Le mot « battant » tel qu'il est ici employé n'est recouvert par aucune des définitions que lui donne le Trésor de la langue française informatisé. D'après Le français de la Réunion, un dictionnaire écrit par le professeur de littérature Michel Beniamino, ce terme forme en effet une locution nominale disposant d'un sens spécifique lorsqu'il est associé au mot « lames » dans le français de l'île de la Réunion. Ainsi, le « battant des lames » serait « la partie du rivage soumise à l'action des vagues ». Par conséquent, il s'agit de quelque chose proche de ce qu'on appelle l'estran en France métropolitaine.
Pour le reste, si Michel Beniamino estime que « bord de mer » reste le meilleur synonyme, d'autres intervenants considèrent que ce terme n'est pas équivalent. C'est le cas de l'auteur d'un mémoire qui a été remis à l'École supérieure des géomètres et topographes en juillet 2002 sous le titre Les spécificités du bornage à l'île de la Réunion et leurs origines.
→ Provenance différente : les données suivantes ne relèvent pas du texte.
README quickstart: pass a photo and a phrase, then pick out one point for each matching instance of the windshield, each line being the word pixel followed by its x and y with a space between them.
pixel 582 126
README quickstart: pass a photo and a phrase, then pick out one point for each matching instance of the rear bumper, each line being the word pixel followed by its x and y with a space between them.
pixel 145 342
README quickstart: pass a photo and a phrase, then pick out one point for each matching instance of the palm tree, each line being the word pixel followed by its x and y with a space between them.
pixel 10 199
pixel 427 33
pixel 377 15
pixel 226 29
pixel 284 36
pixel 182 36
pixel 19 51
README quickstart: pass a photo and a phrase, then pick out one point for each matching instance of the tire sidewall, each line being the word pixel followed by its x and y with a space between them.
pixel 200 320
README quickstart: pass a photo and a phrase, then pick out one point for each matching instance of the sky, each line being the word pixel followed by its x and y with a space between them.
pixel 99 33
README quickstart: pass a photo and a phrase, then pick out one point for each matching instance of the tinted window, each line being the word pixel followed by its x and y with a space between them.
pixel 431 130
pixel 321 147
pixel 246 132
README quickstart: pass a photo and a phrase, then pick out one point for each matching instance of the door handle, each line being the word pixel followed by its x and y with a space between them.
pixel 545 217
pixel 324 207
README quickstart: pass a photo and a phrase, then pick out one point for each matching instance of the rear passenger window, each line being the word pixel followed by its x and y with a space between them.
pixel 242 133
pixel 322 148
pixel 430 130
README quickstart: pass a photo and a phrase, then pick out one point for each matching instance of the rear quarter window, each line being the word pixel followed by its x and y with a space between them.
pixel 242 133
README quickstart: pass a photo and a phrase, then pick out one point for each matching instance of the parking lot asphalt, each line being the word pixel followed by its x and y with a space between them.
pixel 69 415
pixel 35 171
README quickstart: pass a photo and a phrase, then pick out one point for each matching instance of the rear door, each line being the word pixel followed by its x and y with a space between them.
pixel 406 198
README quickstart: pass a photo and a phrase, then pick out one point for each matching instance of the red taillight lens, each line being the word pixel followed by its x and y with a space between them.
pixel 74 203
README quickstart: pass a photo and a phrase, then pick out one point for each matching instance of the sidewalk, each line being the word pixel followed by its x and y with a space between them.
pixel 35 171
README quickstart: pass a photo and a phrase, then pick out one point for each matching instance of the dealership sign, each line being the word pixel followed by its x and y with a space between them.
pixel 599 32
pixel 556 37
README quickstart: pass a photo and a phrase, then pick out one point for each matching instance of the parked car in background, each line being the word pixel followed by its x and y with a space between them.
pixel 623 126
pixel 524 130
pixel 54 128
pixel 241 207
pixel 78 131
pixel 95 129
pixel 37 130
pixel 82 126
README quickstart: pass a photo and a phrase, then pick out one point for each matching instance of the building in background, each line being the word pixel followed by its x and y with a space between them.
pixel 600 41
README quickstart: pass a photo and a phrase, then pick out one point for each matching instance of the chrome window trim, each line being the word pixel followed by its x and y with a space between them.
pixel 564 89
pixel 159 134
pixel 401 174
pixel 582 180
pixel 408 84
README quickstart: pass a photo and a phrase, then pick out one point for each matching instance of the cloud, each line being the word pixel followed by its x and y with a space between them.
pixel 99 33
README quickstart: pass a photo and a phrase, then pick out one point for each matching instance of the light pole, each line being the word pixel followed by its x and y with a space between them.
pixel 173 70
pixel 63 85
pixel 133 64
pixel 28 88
Il semble que Yannick Smil considère le bord de la mer comme moins exposé aux flots que le « battant des lames ».
« Au sommet des montagnes »
L'usage du mot «sommet» au singulier peut paraître surprenant. En effet, «montagnes» est au pluriel, ce qui signifie qu'il y a nécessairement plusieurs points culminants à considérer au sein de l'ensemble évoqué. Or, c'est bien le cas à la Réunion : l'île compte deux massifs montagneux et donc au moins deux sommets qui les dominent l'un et l'autre, le Piton des Neiges et le Piton de la Fournaise. Dans ce contexte, il est étonnant de n'en considérer qu'un seul.
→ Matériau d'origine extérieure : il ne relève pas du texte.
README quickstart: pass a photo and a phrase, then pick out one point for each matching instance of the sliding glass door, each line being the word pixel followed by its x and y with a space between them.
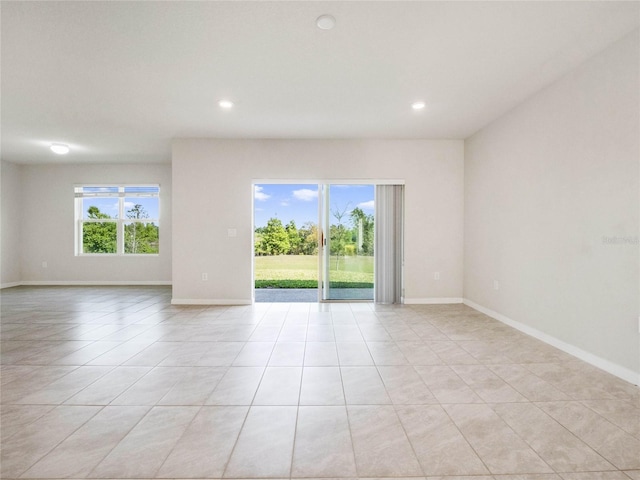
pixel 347 222
pixel 328 242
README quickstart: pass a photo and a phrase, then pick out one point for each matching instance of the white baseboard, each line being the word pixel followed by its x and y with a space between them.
pixel 95 283
pixel 601 363
pixel 211 301
pixel 432 300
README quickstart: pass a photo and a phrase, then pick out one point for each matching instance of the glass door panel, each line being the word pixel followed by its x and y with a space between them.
pixel 348 226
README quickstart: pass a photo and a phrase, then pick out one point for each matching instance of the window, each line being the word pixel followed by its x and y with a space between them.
pixel 117 219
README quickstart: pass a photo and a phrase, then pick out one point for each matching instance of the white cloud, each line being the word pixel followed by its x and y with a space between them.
pixel 367 205
pixel 305 194
pixel 260 195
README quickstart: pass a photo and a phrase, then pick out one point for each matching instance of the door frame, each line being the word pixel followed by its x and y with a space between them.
pixel 321 230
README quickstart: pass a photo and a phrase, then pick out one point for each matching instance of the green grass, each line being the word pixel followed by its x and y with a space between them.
pixel 301 271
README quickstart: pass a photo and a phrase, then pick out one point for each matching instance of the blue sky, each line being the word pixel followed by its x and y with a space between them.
pixel 299 202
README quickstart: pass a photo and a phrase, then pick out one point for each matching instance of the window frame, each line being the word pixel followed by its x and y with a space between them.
pixel 120 221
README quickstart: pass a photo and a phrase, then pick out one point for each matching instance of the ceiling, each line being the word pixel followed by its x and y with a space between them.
pixel 117 81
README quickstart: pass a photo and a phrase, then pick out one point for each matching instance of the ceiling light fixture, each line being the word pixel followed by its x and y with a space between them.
pixel 60 148
pixel 325 22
L'explication tient au contexte historique auquel renvoie l'expression complète, une période à laquelle aucun des deux pitons que l'on vient d'évoquer n'avait été approché de près ou de loin. La première ascension du volcan actif de l'île remonte au début du XIXe siècle et à l'expédition de Bory de Saint-Vincent. Celle du volcan éteint est encore plus tardive. L'expression renvoie quant à elle aux débuts de la colonisation de l'île par l'homme et le sommet le plus familier à l'époque était le Grand Bénare, qui domine le planèze de Saint-Paul.